A RTP vai ter privilégio de preferência pelos direitos de transmissão dos jogos das seleções nacionais de futebol que a Federação Portuguesa de Futebol (FPF) disponha para venda. Em troca, o canal da FPF receberá imagens arquivo do primeiro canal, conteúdos futuros, os  estúdios do Porto, meios humanos e técnicos.

O acordo integrante do memorando assinado por ambas as partes a 9 de janeiro deste ano coloca assim a estação pública à frente das estações privadas — SIC, TVI, Sport Tv e Eleven Sports — na corrida pela compra dos direitos televisivos dos jogos das seleções portuguesas.

Quanto ao novo canal da FPF — futuro canal 11 nas plataformas de televisão paga — este garante conteúdos para as suas produções. O seu lançamento está previsto para o próximo mês de maio.

Para além dos direitos de primeira escolha, a RTP fica ainda com regalias relativas a conteúdos exclusivos de bastidores das seleções. A isto junta-se a possibilidade de transmitir conteúdos originais da FPF nos seus canais da RTP Internacional eÁfrica.

A moeda de troca no que toca ao conteúdos são 100 horas de imagens de arquivo e 52 jogos integrais de futebol, segundo aquilo que o Espalha-Factos conseguiu apurar.

A crítica

O que é que isto significa?
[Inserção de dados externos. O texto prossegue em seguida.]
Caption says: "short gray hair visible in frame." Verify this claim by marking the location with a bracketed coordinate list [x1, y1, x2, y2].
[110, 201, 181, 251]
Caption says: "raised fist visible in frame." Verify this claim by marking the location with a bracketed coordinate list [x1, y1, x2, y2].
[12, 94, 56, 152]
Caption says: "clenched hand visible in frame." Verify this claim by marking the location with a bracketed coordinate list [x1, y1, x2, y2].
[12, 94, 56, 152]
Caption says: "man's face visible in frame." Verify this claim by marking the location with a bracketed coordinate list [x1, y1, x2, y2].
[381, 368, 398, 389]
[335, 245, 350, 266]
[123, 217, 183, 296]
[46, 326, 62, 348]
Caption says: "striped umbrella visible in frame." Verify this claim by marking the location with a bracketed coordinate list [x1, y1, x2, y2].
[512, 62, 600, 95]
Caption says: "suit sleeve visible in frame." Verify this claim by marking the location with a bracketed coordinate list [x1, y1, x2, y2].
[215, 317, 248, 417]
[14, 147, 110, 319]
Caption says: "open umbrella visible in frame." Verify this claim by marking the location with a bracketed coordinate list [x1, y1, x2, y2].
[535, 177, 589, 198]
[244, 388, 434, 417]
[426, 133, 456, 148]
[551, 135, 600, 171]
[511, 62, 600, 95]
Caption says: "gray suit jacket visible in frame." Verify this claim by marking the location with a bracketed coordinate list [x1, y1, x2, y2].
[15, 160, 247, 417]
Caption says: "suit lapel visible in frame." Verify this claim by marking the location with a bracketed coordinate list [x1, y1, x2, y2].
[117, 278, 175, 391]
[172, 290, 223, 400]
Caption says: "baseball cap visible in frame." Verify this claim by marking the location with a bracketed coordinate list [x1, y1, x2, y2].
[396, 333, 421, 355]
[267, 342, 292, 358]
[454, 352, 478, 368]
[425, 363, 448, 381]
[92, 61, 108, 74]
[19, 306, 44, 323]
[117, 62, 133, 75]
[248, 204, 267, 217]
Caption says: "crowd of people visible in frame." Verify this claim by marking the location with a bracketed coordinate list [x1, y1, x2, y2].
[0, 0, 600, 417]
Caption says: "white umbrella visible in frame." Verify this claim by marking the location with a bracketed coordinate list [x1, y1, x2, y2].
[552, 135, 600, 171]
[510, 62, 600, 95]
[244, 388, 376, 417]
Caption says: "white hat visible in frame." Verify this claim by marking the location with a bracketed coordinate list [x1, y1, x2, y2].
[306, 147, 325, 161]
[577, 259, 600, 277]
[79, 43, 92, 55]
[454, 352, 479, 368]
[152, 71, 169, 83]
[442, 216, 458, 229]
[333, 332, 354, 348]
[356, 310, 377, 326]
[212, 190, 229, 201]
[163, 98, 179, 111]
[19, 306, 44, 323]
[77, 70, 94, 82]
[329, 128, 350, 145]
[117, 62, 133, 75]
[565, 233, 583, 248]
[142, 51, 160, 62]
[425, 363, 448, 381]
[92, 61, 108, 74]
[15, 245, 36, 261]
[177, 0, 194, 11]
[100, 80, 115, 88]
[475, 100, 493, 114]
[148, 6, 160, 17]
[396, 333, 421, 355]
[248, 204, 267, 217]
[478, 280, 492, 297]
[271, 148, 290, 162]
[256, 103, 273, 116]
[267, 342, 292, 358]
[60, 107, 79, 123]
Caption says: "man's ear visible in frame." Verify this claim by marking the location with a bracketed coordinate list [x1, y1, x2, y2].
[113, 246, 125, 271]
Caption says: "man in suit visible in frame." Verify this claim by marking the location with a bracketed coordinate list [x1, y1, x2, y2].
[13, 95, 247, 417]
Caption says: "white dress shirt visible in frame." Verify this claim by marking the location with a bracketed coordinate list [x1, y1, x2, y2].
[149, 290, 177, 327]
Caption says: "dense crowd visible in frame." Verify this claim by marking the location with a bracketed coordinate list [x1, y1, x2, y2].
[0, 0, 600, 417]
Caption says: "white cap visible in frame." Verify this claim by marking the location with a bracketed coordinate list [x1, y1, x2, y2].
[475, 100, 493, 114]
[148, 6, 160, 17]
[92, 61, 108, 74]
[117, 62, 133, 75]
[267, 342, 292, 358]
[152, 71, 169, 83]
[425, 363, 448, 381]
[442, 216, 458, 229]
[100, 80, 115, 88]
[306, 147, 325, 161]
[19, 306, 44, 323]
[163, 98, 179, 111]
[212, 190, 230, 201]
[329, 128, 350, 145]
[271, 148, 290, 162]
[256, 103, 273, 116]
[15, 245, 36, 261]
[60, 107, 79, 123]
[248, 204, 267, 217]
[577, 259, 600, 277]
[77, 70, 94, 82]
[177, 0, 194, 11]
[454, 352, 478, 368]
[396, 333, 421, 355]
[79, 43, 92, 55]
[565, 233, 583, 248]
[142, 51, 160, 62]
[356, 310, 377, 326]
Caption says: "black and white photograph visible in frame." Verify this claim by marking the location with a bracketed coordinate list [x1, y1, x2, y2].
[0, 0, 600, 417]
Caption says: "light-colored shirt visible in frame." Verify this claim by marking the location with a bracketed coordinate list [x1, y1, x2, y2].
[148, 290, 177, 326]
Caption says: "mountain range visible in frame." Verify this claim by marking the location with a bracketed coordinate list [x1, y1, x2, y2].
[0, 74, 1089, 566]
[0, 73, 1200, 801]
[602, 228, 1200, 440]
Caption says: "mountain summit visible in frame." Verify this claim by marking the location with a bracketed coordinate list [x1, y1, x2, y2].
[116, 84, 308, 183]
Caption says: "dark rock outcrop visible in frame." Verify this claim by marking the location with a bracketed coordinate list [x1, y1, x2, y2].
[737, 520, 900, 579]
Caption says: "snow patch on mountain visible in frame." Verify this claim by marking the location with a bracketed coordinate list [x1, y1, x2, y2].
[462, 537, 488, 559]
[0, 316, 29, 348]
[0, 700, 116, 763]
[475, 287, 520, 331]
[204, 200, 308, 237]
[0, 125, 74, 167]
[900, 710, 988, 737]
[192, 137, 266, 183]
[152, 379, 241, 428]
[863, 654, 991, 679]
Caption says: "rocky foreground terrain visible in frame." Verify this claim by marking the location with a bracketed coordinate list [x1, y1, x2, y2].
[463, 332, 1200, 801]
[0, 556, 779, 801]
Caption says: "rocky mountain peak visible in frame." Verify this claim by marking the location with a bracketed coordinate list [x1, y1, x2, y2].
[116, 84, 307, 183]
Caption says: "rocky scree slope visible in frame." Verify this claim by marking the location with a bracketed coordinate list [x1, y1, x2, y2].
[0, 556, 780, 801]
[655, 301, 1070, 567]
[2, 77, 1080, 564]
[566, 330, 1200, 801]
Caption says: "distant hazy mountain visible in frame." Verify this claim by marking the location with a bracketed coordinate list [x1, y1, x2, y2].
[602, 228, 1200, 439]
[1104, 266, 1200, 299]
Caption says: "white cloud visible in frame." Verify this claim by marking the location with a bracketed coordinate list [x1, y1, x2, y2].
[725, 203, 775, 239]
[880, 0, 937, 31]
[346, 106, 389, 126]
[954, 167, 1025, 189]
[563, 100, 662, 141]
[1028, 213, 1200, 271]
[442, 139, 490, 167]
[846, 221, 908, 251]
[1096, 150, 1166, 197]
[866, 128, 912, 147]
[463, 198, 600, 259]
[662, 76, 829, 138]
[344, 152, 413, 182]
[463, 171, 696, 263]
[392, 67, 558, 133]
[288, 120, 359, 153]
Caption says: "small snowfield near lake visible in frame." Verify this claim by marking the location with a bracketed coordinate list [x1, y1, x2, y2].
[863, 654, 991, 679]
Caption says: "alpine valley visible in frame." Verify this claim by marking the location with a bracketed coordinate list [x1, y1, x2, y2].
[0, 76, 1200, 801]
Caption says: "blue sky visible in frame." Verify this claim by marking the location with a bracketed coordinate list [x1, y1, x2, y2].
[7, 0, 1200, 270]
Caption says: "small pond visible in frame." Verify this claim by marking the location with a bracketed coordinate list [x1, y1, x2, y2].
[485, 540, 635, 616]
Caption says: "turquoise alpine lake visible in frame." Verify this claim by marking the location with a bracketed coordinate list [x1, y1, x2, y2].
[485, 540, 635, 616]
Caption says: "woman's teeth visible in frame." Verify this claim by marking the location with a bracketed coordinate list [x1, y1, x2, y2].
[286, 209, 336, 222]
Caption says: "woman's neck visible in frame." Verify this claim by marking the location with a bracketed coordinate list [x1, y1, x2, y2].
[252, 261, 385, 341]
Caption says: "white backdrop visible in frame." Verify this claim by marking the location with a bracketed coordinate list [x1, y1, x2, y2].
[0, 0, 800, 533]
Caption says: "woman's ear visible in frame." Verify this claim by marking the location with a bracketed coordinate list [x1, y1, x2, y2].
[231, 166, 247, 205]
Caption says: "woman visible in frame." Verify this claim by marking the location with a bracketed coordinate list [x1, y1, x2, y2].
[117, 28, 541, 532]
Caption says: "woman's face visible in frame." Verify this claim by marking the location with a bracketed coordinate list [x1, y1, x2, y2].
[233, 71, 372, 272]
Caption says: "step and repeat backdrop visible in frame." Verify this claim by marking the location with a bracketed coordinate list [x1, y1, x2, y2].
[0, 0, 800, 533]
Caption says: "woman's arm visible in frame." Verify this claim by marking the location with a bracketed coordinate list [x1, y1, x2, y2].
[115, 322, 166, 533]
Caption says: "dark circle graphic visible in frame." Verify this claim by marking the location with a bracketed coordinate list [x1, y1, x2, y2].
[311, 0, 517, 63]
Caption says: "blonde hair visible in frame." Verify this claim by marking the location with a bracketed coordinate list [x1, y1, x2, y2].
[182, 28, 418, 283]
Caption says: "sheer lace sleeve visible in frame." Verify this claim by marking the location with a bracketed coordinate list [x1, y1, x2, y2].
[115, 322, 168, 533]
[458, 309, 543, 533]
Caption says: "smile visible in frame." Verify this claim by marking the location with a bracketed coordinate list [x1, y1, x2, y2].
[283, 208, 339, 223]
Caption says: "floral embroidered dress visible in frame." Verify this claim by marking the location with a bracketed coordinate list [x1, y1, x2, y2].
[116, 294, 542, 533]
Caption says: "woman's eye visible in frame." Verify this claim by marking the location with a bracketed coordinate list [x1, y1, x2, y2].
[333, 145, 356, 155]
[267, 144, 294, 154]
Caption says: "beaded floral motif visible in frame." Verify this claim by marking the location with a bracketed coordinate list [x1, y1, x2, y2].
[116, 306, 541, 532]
Que a estação de Chelas abre as portas das suas instalações e da sua história à FPF. O acordo tem gerado fortes críticas no seio da RTP.

Um dos pontos de maior controvérsia surge na cedência de instalações e recursos humanos por parte do primeiro canal. É que a Federação vai ter acesso às instalações do Centro de Produção do Norte para desenvolver o seu canal desportivo e a profissionais do canal.

Apesar de a RTP facultar as instalações em questão, não está ainda explicito no documento quem pagará nem qual será o valor da utilização destes estúdios onde metade da programação dos canais da RTP são rodados.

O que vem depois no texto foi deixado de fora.